Wednesday, August 29, 2012

'The Tonight Show' Experiences Dark Days


The NBC program starring Jay Leno suffers a ratings slide and layoffs amid instability in the TV business — and after network missteps. And the stakes are rising.

Scott Collins, Los Angeles Times writes:

As the No. 1 late-night show for most of the past half-century, "The Tonight Show" has been vital to NBC's fortunes. It was the network's most profitable entertainment program during its 1990s peak, kicking an estimated $100 million to the bottom line annually. 
 And today? "Tonight" is in trouble. This month, the show saw wide layoffs for only the second time in its 58-year history, with about 20 people losing their jobs and host Jay Leno taking a pay cut that lopped off more than 10% from his estimated $26-million annual salary. 
 Leno even offered to work for free to save more jobs, according to people familiar with the matter, who said the offer was rejected because executives believed it would set a bad precedent. These people said "Tonight" was now barely breaking even.



Howard Stern Lashes Out At NBC

Howard Stern is embroiled in a dispute with NBC centering on Jay Leno.
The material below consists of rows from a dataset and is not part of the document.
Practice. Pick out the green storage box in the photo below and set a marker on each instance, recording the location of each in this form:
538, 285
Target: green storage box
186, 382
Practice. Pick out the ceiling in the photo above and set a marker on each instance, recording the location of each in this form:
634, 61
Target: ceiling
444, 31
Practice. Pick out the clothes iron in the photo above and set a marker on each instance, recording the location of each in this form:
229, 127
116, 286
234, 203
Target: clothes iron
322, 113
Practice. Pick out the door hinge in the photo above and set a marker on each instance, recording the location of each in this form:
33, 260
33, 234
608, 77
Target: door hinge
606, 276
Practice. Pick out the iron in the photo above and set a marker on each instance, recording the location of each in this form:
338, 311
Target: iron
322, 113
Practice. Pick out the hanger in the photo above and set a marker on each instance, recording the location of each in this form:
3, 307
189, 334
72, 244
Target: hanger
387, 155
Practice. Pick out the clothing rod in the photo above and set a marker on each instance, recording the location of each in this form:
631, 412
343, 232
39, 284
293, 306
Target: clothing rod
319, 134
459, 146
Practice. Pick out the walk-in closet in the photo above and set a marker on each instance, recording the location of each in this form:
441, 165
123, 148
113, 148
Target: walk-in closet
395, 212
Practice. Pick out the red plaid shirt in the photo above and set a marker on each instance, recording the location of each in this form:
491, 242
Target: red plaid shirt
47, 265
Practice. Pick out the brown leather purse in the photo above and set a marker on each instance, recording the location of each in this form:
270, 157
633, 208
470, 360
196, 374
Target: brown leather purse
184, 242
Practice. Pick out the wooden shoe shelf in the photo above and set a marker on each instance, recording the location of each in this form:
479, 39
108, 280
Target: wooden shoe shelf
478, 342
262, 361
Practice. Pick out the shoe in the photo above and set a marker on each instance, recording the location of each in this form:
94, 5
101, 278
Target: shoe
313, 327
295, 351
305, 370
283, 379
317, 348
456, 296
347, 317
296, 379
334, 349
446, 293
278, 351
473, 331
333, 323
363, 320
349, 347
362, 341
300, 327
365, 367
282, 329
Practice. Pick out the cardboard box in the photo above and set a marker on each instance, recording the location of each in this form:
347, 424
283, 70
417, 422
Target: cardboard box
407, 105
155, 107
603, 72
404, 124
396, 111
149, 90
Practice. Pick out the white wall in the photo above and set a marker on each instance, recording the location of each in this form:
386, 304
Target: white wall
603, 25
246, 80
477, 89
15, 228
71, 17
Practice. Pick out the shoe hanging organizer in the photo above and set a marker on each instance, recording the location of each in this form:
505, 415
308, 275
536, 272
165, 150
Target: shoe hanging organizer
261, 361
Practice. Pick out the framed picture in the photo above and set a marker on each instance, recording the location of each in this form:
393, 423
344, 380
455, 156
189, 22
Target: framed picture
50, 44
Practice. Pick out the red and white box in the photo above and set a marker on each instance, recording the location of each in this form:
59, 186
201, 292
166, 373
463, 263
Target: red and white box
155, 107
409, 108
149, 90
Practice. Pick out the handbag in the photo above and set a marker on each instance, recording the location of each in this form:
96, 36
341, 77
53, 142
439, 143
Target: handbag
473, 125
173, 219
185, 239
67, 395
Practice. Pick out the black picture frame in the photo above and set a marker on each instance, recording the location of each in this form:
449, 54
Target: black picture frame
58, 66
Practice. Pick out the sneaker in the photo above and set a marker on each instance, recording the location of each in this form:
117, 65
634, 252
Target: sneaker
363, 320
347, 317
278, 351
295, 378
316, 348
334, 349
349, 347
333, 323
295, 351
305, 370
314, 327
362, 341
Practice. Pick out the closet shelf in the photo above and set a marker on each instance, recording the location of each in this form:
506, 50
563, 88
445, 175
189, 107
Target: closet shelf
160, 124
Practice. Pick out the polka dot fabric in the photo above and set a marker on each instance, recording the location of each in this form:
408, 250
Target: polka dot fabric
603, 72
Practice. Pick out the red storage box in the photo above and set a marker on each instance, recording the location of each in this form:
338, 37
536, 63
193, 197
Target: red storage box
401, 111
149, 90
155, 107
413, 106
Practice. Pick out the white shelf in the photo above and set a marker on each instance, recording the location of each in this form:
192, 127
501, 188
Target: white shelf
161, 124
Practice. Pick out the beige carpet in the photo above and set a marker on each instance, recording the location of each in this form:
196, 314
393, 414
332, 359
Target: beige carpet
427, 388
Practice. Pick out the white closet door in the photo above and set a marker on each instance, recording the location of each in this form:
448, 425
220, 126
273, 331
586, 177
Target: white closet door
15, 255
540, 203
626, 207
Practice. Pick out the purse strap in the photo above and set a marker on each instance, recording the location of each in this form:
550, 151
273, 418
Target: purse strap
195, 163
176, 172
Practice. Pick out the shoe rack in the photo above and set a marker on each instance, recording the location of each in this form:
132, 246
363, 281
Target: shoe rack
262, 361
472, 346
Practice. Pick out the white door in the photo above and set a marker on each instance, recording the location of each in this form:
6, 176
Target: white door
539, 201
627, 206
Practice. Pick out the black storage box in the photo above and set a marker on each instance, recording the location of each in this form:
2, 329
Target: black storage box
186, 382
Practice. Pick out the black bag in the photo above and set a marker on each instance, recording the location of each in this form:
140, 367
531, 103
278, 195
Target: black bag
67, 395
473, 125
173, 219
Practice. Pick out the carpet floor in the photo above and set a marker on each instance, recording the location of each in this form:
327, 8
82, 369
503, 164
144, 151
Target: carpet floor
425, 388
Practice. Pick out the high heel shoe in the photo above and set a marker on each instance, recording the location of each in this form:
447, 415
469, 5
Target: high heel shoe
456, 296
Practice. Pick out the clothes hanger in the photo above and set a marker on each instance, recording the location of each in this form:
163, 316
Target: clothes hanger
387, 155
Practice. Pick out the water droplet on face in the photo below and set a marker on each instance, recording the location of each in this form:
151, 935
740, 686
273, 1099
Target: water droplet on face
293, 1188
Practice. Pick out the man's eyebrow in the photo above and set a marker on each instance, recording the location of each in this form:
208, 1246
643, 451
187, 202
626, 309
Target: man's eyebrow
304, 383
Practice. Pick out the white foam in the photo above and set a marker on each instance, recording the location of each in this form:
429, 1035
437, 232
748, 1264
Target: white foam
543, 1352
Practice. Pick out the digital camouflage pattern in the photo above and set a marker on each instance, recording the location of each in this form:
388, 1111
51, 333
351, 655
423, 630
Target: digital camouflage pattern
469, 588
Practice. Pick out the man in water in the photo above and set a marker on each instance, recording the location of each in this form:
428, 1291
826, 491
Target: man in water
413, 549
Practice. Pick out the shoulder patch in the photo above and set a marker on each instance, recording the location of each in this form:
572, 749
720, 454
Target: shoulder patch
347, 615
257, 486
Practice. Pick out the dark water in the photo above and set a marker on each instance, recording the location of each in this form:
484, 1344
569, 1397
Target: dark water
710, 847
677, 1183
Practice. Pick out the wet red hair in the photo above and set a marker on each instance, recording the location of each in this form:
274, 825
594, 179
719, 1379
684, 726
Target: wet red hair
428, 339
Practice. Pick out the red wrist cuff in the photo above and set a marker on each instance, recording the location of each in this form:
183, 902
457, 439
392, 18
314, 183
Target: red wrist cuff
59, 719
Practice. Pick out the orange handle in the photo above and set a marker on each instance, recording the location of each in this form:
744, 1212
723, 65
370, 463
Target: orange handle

The America's Got Talent host told his radio listeners that his TV bosses sent him "a threatening kind of comment" after he recently dissed Leno.

Howard's response?

"I said, 'Do not tell me to not talk about Jay Leno -- I will (bleeping) talk about Jay Leno for four hours if you tell me not to. I was done with Jay, now I'm all fired up again: (Bleep) Jay! Take my job away from me. Who cares? Don't threaten me. I don't answer to anybody."